Original article published here.
Industry professionals comment on various aspects of Fable 5, including dual-use capabilities, safeguards, and tiered access.
Claude Fable 5 has become generally available, with Anthropic unveiling it as a powerful Mythos-class AI model. The release includes robust safeguards that restrict its capabilities in high-risk domains.
In sensitive areas such as cybersecurity (where it could be misused to create exploits) and biology (where it could assist in developing bioweapons or chemical weapons), Fable 5 automatically falls back to the less capable Claude Opus 4.8.
Anthropic stated that it performed extensive internal and external red-teaming to ensure the model is highly resistant to jailbreaking.
Industry professionals have commented on various aspects of the new Fable 5, including dual-use offensive and defensive cyber capabilities, safeguards, tiered access for select partners, a premium price tag creating a security poverty line, and the urgent need for proactive AI governance and faster defender adaptation.
And the feedback begins…
Gidi Cohen, CEO & Co-founder, Bonfy.AI:
“The most honest thing Anthropic has done here is ship one model as two products. Splitting Fable 5 and Mythos 5 is an acknowledgment that capability and safety are in genuine tension — and that pretending otherwise doesn’t serve anyone.

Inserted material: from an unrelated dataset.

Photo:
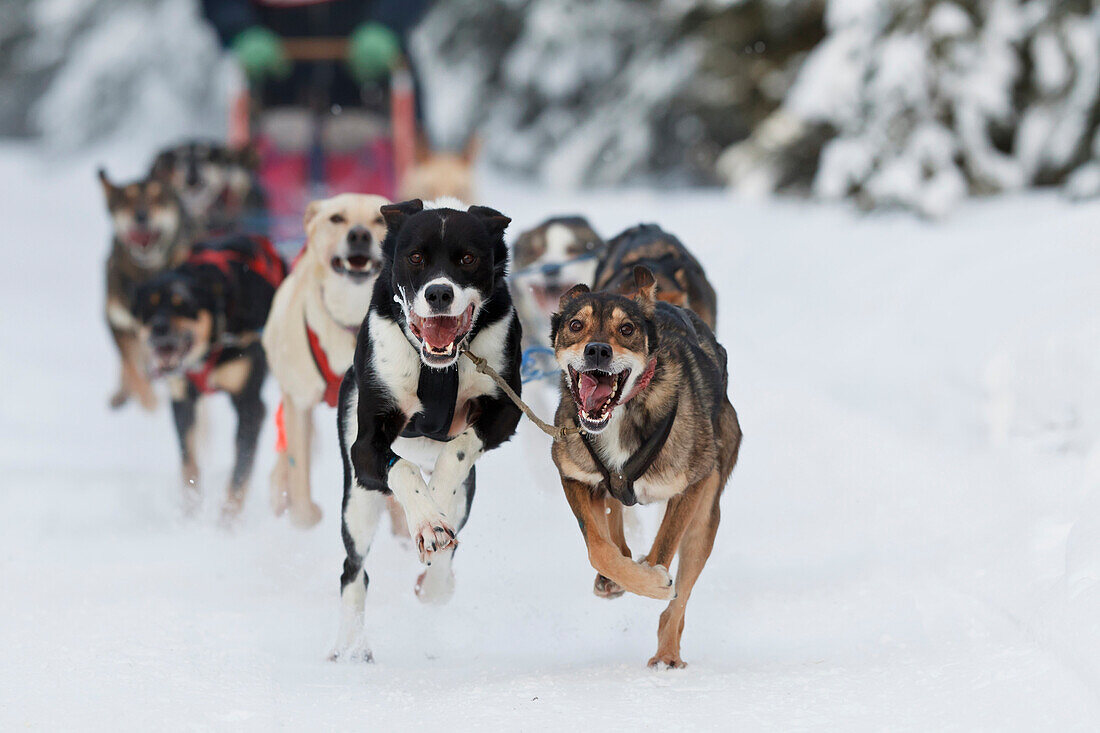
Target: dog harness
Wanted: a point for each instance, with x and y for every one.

But the most important line in the entire announcement isn’t about the classifiers. It’s buried in the operational detail: a high-severity vulnerability found by the model takes about two weeks to patch on average. Meanwhile, Mythos Preview built working exploits from a disclosed CVE in under a day.

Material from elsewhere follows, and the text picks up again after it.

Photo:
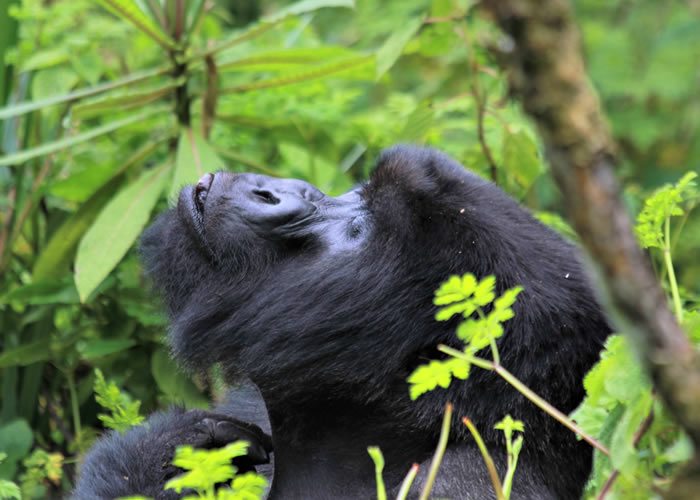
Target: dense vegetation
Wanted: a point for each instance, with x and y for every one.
(111, 106)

That gap is where risk lives. And no classifier closes it.
This makes concrete what the CSA data showed last week: enterprises aren’t failing because they can’t detect vulnerabilities. They’re failing because they can’t act on them fast enough. AI has collapsed the attacker’s timeline to hours. The defender’s timeline hasn’t moved.
Anthropic is right that the defensive head start only matters if the industry uses it. The harder truth is that most enterprises aren’t yet equipped to — not because the tools don’t exist, but because the governance architecture to deploy them safely hasn’t kept pace with the capability.”